1. çalışma isteğinde olan, fakat aradığı halde iş sahibi olamayan kadınların oluşturduğu işsizliktir.
dünya bankası verilerine göre türkiye'de 2000 yılında kadın işsizliği %6,1, 2014 yılında ise %10,7. erkek işsizliği 2000 yılında %6,7 iken, 2014 yılında %8,6.
tabii ki kadın işsizliğinin artmasında kadınların iş gücüne katılım oranının artmasının da etkisi var. fakat zaten iş gücüne katılım oranında çok büyük değişiklik olmadığı için, etki sınırlı seviyede.
kadınların iş gücüne katılım oranı 2000 yılında %27,7, 2014 yılında %30,5.
erkeklerin iş gücüne katılım oranı 2000 yılında %73, 2014 yılında %71.
(2015 verileri henüz açıklanmadı)
gelelim zurnanın zırt dediği yere. türkiye ile aynı sekansta gösterilen rusya'da kadınların iş gücüne katılım oranı 2014 yılında %48,3, yine türkiye gibi "yükselen piyasa" olan brezilya'da %41,2. bu ülkelerde kadın işsizliği 2014 yılında rusya'da %4,8, brezilya'da -son dönemlerde ekonomileri berbat durumda olduğu halde- %8,7. gelişmiş ülkelerden de bir örnek verelim, almanya'da 2014 yılı kadınların iş gücüne katılım oranı %45,9, kadın işsizliği oranı %4,8.

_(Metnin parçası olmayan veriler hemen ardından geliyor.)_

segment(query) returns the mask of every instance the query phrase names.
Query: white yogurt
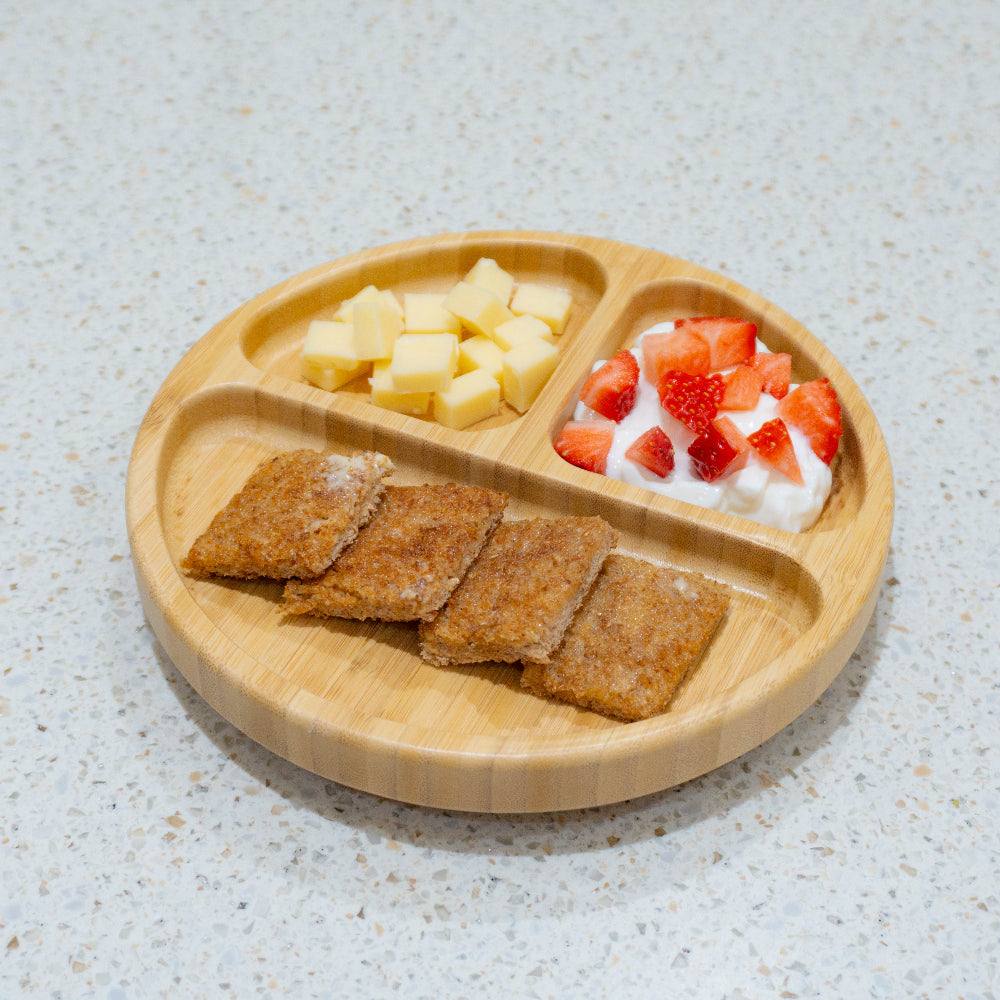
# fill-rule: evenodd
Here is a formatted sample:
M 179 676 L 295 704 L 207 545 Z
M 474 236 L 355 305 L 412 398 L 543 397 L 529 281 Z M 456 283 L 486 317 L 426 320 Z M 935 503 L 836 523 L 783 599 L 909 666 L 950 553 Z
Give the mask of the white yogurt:
M 673 323 L 658 323 L 643 333 L 664 333 L 674 328 Z M 685 424 L 669 414 L 661 405 L 660 398 L 645 376 L 642 363 L 642 336 L 636 341 L 632 353 L 639 362 L 639 386 L 635 406 L 616 425 L 614 443 L 608 454 L 606 475 L 612 479 L 634 486 L 642 486 L 663 496 L 685 500 L 710 510 L 739 514 L 759 524 L 767 524 L 786 531 L 805 531 L 812 527 L 823 504 L 830 495 L 833 477 L 830 467 L 813 452 L 801 431 L 791 425 L 788 433 L 795 448 L 804 485 L 793 483 L 782 473 L 773 469 L 755 451 L 751 450 L 746 465 L 738 472 L 730 473 L 706 483 L 698 478 L 691 468 L 688 446 L 696 435 Z M 757 341 L 759 352 L 767 351 Z M 598 362 L 594 368 L 599 368 Z M 791 388 L 795 388 L 794 385 Z M 746 436 L 752 434 L 761 424 L 776 416 L 778 401 L 766 392 L 753 410 L 720 410 L 720 415 L 729 417 Z M 578 403 L 573 416 L 577 420 L 598 418 L 599 414 Z M 659 425 L 674 446 L 674 469 L 661 479 L 641 465 L 625 457 L 625 452 L 640 435 L 650 427 Z

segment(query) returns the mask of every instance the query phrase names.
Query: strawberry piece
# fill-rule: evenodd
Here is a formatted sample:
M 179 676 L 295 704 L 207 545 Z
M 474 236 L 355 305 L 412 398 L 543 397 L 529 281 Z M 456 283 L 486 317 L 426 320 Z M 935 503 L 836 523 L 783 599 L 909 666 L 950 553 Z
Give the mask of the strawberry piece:
M 828 378 L 797 386 L 778 403 L 777 413 L 805 434 L 812 450 L 827 465 L 833 461 L 843 426 L 837 393 Z
M 753 357 L 757 349 L 757 324 L 732 316 L 679 319 L 674 329 L 696 333 L 708 344 L 711 371 L 741 364 Z
M 688 454 L 691 456 L 695 475 L 707 483 L 713 483 L 729 471 L 738 453 L 715 424 L 709 422 L 691 442 Z
M 669 371 L 707 375 L 712 370 L 712 351 L 690 330 L 647 333 L 642 338 L 642 367 L 653 385 Z
M 650 427 L 626 449 L 625 457 L 663 479 L 674 470 L 674 444 L 662 427 Z
M 719 403 L 720 410 L 752 410 L 764 388 L 764 376 L 750 365 L 737 365 L 722 375 L 726 393 Z
M 736 449 L 736 458 L 733 459 L 729 472 L 737 472 L 747 464 L 750 452 L 753 448 L 750 442 L 744 437 L 743 432 L 729 419 L 729 417 L 716 417 L 712 424 L 715 429 Z
M 608 420 L 570 420 L 556 439 L 555 449 L 571 465 L 603 476 L 614 439 L 615 426 Z
M 802 486 L 802 473 L 795 457 L 792 439 L 788 428 L 780 417 L 768 420 L 765 424 L 747 437 L 757 454 L 770 463 L 779 472 L 786 475 L 793 483 Z
M 635 406 L 639 362 L 631 351 L 619 351 L 583 383 L 580 399 L 609 420 L 619 421 Z
M 770 393 L 775 399 L 783 399 L 788 395 L 788 386 L 792 381 L 792 356 L 790 354 L 755 354 L 747 362 L 751 368 L 764 376 L 764 392 Z
M 726 391 L 721 375 L 689 375 L 668 371 L 657 383 L 660 405 L 681 423 L 701 434 L 719 412 Z

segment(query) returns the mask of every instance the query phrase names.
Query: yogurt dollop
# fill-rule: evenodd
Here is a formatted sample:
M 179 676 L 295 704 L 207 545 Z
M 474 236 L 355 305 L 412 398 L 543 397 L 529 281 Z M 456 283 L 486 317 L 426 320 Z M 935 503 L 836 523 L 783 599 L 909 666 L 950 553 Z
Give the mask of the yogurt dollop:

yani karşılaştırdığınız zaman türkiye'de kadın işsizliğinin ve kadın istihdamının ne durumda olduğunu görebilirsiniz. kadınların son dönemlerde iş hayatına daha çok dahil olması elbette farkediliyor ama düşünün, toplam emek gücünün yalnızca %30,5'i kadın 2014 yılında. piyasadaki cinsiyetçi uygulamalar, özellikle kadınlara uygulanan mobbing gibi etkenler kadın işsizliğini artırıyor. erkeklerde kadınların iş hayatına dahil olmasını sindirememiş, azımsanmayacak bir kitle var. bırakın piyasadaki aktörleri, bu ülkede zamanın maliye bakanı olan mehmet şimşek'in "kadınlar iş aradığı için işszilik yüksek" diyerek algı yönetimi yapıp, işsizlik gibi tamamen devletin sorumluluğunda bir konuyu bile kadınlara yıktığını gördü bu gözler. hey yavrum hey.